Neue Situation nach „arabischem Frühling“?
In einem Interview mit dem staatlichen Rundfunk sagte Netanjahu, seit seiner Rede von Bar Ilan habe sich „die Realität geändert“. In der Ansprache vom 14. Juni 2009 hatte der israelische Regierungschef erstmals öffentlich eine Zweistaatenlösung zur Beilegung des Konflikts mit den Palästinensern befürwortet.
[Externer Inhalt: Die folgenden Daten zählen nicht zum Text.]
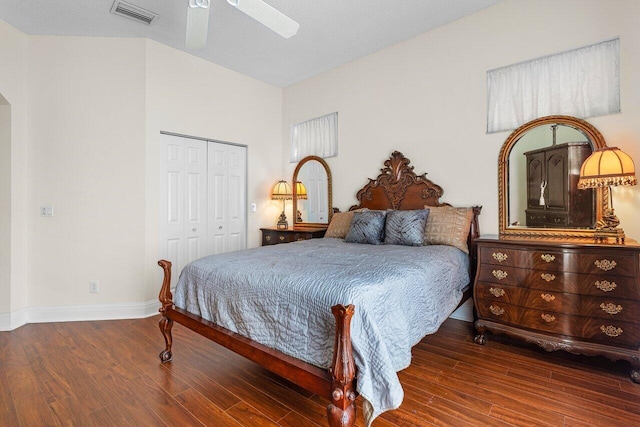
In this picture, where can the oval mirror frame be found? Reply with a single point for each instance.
(601, 195)
(324, 164)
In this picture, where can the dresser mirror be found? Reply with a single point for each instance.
(313, 208)
(538, 170)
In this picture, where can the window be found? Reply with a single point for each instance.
(318, 137)
(583, 83)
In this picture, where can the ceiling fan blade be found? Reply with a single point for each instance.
(197, 24)
(268, 16)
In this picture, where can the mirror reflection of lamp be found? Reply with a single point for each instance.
(282, 191)
(608, 167)
(301, 194)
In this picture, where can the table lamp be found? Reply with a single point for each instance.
(282, 191)
(607, 167)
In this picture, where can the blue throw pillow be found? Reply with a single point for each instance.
(406, 227)
(367, 227)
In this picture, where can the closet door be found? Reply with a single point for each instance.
(227, 197)
(202, 199)
(183, 200)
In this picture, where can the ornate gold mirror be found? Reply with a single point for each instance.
(312, 197)
(538, 171)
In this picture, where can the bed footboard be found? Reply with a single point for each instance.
(337, 383)
(341, 412)
(166, 301)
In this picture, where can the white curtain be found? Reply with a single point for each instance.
(583, 83)
(318, 137)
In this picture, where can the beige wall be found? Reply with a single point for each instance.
(189, 96)
(86, 115)
(427, 98)
(13, 194)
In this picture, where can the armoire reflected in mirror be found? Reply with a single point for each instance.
(539, 167)
(314, 209)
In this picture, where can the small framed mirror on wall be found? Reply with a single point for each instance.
(312, 193)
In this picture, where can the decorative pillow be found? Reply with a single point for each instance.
(447, 225)
(367, 227)
(405, 227)
(340, 223)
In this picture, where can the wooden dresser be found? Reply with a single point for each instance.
(274, 236)
(583, 298)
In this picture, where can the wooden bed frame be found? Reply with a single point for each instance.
(397, 187)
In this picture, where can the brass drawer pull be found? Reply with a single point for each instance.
(548, 257)
(547, 297)
(605, 264)
(499, 256)
(548, 317)
(605, 285)
(547, 277)
(611, 331)
(611, 308)
(499, 274)
(496, 292)
(498, 311)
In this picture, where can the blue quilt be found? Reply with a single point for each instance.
(281, 296)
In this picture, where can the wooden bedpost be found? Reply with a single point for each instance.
(342, 410)
(166, 301)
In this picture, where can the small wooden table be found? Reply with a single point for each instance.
(274, 236)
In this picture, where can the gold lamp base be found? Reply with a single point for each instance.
(282, 222)
(602, 235)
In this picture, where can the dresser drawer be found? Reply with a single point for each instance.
(559, 302)
(611, 332)
(585, 284)
(530, 298)
(568, 261)
(610, 308)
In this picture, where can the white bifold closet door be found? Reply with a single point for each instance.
(202, 199)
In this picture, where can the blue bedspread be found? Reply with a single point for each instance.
(281, 296)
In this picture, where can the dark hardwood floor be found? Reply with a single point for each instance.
(108, 374)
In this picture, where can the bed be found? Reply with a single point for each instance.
(296, 319)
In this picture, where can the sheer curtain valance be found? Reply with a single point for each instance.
(315, 137)
(582, 83)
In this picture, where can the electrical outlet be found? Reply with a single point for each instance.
(93, 286)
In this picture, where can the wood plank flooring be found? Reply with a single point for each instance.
(108, 373)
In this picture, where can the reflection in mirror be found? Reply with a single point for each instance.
(538, 169)
(547, 160)
(313, 177)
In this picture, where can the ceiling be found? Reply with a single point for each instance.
(332, 32)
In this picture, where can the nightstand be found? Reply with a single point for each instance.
(274, 236)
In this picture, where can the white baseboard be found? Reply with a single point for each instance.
(11, 321)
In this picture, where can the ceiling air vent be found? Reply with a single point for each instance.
(131, 11)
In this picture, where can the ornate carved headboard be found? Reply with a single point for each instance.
(398, 187)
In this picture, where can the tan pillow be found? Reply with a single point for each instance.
(447, 225)
(340, 224)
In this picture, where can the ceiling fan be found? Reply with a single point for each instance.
(198, 19)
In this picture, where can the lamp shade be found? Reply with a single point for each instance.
(606, 167)
(301, 190)
(281, 191)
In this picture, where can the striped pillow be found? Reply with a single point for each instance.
(367, 227)
(405, 227)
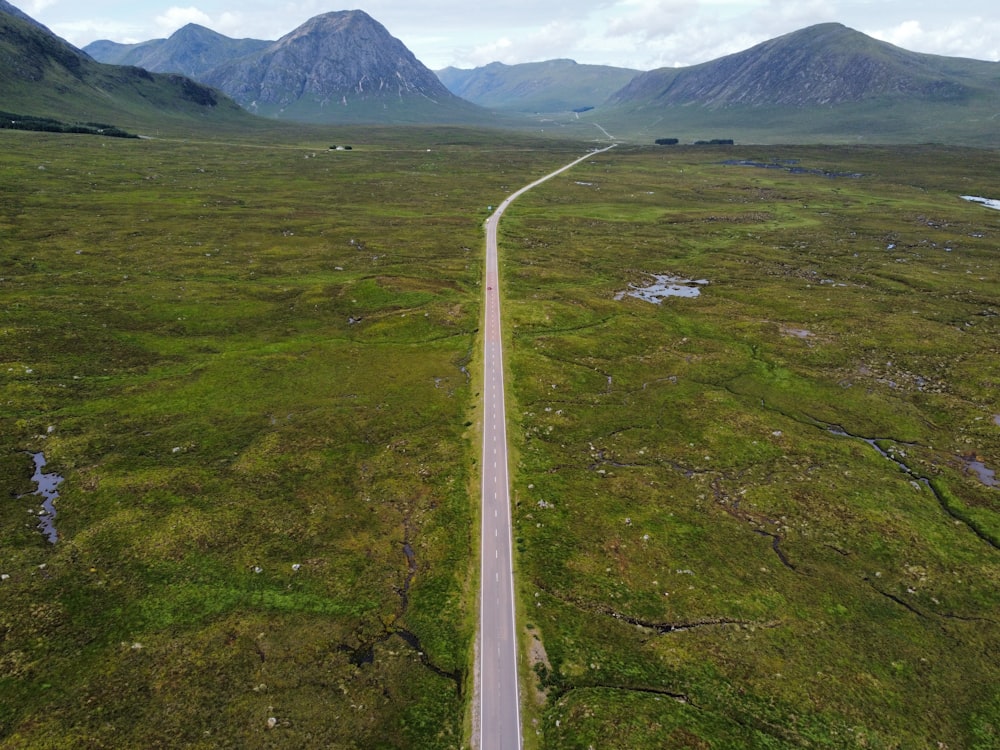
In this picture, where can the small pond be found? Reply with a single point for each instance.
(988, 202)
(664, 286)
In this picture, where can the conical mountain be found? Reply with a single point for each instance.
(341, 65)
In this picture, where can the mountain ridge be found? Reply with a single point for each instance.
(43, 75)
(545, 86)
(821, 65)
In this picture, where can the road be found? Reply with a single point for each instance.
(497, 696)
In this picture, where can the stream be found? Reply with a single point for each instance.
(48, 490)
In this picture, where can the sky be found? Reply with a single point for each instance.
(639, 34)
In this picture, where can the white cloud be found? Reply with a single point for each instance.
(35, 7)
(174, 18)
(556, 39)
(969, 37)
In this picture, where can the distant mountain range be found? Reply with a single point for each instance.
(550, 86)
(822, 83)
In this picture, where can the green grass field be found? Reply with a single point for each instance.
(704, 562)
(255, 363)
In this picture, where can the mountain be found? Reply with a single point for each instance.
(42, 75)
(827, 64)
(822, 84)
(336, 67)
(550, 86)
(191, 51)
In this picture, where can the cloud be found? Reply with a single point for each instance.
(174, 18)
(970, 37)
(556, 39)
(34, 7)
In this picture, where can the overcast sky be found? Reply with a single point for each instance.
(641, 34)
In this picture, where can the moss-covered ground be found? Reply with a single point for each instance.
(252, 364)
(746, 518)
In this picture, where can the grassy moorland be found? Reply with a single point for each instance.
(712, 552)
(250, 363)
(254, 364)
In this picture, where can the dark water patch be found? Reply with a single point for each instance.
(952, 509)
(47, 489)
(988, 202)
(986, 475)
(664, 286)
(364, 653)
(792, 167)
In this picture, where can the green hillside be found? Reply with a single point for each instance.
(44, 76)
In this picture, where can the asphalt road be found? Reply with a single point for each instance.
(499, 716)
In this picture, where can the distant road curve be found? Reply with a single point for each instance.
(497, 722)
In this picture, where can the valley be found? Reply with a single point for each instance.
(743, 382)
(256, 369)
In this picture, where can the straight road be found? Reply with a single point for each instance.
(497, 698)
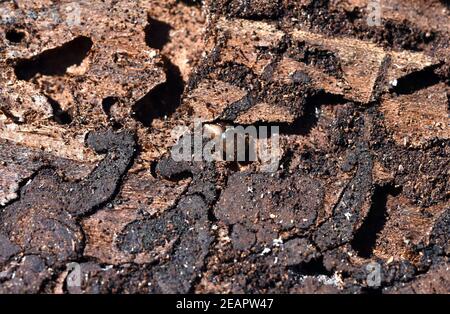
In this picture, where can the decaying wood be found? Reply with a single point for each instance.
(87, 113)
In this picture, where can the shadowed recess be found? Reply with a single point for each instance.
(14, 36)
(156, 33)
(366, 236)
(162, 100)
(54, 61)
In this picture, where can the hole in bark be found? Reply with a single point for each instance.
(162, 100)
(14, 36)
(107, 104)
(416, 81)
(314, 267)
(157, 33)
(60, 116)
(366, 236)
(54, 61)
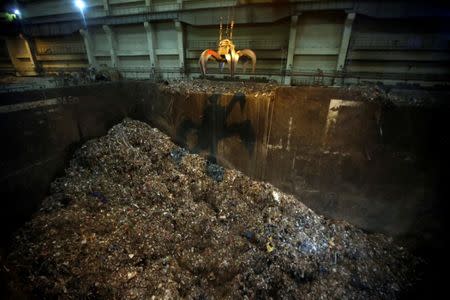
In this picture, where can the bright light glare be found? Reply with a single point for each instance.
(80, 4)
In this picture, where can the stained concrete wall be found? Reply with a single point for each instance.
(384, 43)
(366, 163)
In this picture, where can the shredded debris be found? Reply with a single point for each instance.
(138, 217)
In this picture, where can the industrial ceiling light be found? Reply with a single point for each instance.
(80, 4)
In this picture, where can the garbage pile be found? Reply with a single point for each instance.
(185, 86)
(136, 216)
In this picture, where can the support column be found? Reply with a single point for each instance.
(179, 29)
(112, 45)
(106, 6)
(89, 49)
(30, 47)
(291, 49)
(151, 44)
(345, 41)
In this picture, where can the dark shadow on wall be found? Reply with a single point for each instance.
(214, 127)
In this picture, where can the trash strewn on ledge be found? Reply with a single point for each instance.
(138, 217)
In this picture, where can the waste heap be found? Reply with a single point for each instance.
(138, 217)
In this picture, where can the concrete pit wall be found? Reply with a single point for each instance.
(372, 165)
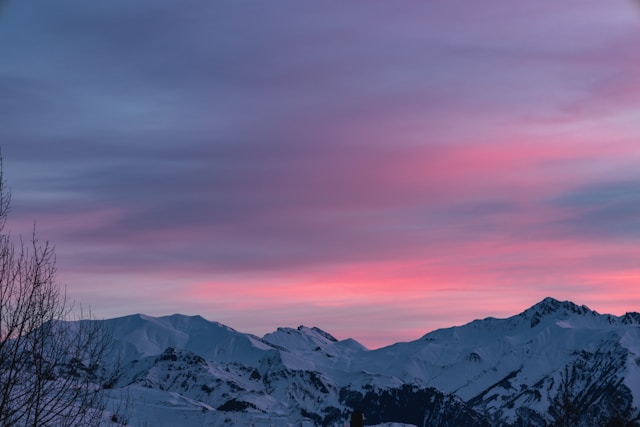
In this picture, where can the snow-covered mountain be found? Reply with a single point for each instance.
(556, 363)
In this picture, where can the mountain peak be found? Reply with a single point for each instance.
(549, 306)
(318, 331)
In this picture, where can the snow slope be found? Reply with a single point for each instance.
(535, 368)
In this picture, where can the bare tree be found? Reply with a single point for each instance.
(50, 368)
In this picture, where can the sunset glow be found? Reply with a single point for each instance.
(378, 171)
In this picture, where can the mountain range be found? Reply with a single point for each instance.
(555, 364)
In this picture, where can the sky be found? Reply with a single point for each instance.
(377, 169)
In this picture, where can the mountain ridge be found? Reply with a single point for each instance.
(504, 372)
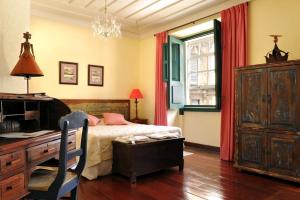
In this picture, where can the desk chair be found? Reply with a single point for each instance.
(50, 183)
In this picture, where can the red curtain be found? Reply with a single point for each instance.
(234, 53)
(160, 117)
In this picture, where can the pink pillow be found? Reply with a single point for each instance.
(93, 121)
(114, 119)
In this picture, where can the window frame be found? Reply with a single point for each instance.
(218, 79)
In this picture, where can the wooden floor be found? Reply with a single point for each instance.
(204, 177)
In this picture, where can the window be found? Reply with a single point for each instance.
(192, 68)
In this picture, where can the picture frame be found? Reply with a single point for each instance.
(68, 73)
(95, 75)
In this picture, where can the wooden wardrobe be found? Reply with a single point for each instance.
(267, 113)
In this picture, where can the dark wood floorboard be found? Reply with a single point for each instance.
(204, 177)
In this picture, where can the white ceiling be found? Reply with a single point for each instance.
(136, 16)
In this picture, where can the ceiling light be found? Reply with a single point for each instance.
(106, 26)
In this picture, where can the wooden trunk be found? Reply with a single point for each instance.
(267, 99)
(134, 160)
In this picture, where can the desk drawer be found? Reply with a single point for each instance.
(43, 151)
(71, 142)
(13, 187)
(12, 161)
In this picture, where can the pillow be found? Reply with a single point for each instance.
(114, 119)
(93, 121)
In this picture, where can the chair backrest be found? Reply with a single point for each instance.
(73, 120)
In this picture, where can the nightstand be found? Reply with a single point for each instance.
(139, 121)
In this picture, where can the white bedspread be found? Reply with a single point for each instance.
(100, 138)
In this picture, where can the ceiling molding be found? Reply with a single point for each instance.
(75, 21)
(138, 20)
(195, 16)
„Diese Rede wurde gehalten vor dem arabischen Sturm, den man ,arabischen Frühling‘ nennt und der über den Nahen Osten hinweggefegt ist und den radikalen Islam mit sich gebracht hat“, hob Netanjahu hervor. Jedes Territorium, das nun aufgegeben werde, „wird in die Hände von radikalen Islamisten fallen“, fügte der Regierungschef mit Blick auf einen Verzicht auf jüdische Siedlungen in den Palästinensergebieten hinzu. Es sei „unmöglich, die Rede von Bar Ilam anzuwenden“, denn Israel habe aufseiten der Palästinenser keinen Partner für den Frieden.
Symbolreicher Besuch
Unmittelbar vor der mit Spannung erwarteten Parlamentswahl lieferten sich die Kandidaten einen letzten heftigen Schlagabtausch. Anders als Oppositionschef Isaac Herzog sei er der Garant dafür, dass Jerusalem nicht erneut geteilt werde, sagte Netanjahu. Er besuchte in der Früh demonstrativ die jüdische Siedlung Har Homa im Südosten von Jerusalem.

APA/EPA/Abir Sultan
Netanjahu und seine Baupläne in der Siedlung Har Homa
Dieses große Neubauviertel ist besonders umstritten, weil es erst nach dem Oslo-Abkommen wie ein Riegel zwischen Jerusalem und ihrer historischen Schwesterstadt Bethlehem errichtet wurde. In Har Homa versprach Netanjahu für den Fall seiner Wiederwahl: „Wir werden in Jerusalem Tausende Neubauwohnungen errichten und trotz des internationalen Drucks unsere ewige Hauptstadt vergrößern.“
Am Dienstag sind knapp sechs Millionen Stimmberechtigte aufgerufen, bereits nach etwas mehr als zwei Jahren erneut über die Zusammensetzung der Knesset zu entscheiden. Die Neuwahl gilt als Referendum über die Regierungszeit Netanjahus, der seit 2009 im Amt ist. Er baute in seiner Kampagne ausschließlich auf das Thema Sicherheit, insbesondere die Bedrohung durch das iranische Atomprogramm. Wenig Beachtung schenkte seine konservative Likud-Partei sozialen Themen.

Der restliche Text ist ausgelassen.